Santiago Eduardo Morero (born 18 April 1982) is an Argentine former footballer who played as a defender.

He also applied to register as a European Union citizen by claiming his Italian ancestry in 2008, in order to exclude from non-EU registration quota of Serie A.

==Biography==
===Argentina===
Morero started his playing career with Club Atlético Douglas Haig in 2003, where he played in Torneo Argentino A, the regional league and the third level of Argentine football.

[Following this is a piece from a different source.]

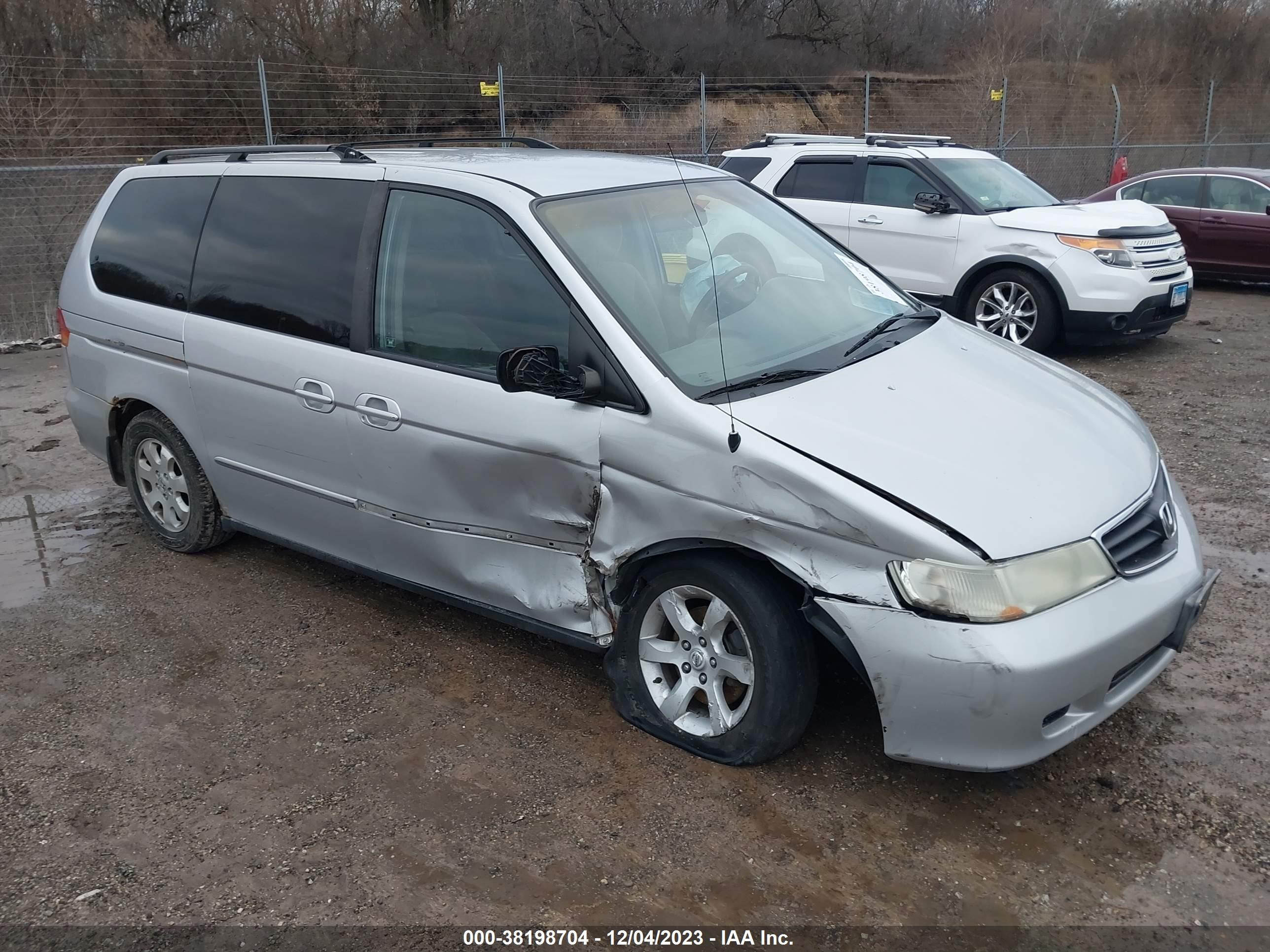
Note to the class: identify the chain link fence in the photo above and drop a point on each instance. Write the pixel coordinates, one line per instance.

In 2005 Morero joined Club Atlético Tigre, in 2007 the club were promoted to the Argentine Primera División. The 2007–08 "Apertura" season was Tigre's first season in the Primera División since 1980, and Morero's first taste of top flight football. Morero was a key member of the first team, playing in nearly all of Tigre's games. The club finished in 2nd place which was the highest league finish in their history.

===Italy===
On 1 September 2008, he was signed by Chievo, in although he played a few friendlies for Udinese, the club did not signed him.

On 15 December 2008, he played his first Serie A match against F.C. Internazionale Milano.

On 15 July 2009 he signed a new 4-year contract with Chievo.

On 26 July 2013 Morero left for Serie B club Siena in a 2-year deal. After the bankruptcy of Siena in 2014, he was signed by Lega Pro club Grosseto. On 20 January 2015 he was signed by Alessandria. Alessandria finished as the 5th of Group A of Lega Pro, while finished as the 11th of Group B. However, Grosseto also bankrupted in 2015. With Alessandria, they finished as the 4th of Group A of Lega Pro.

In the summer of 2016 was signed by Juve Stabia.

On 1 September 2020 he joined Nocerina.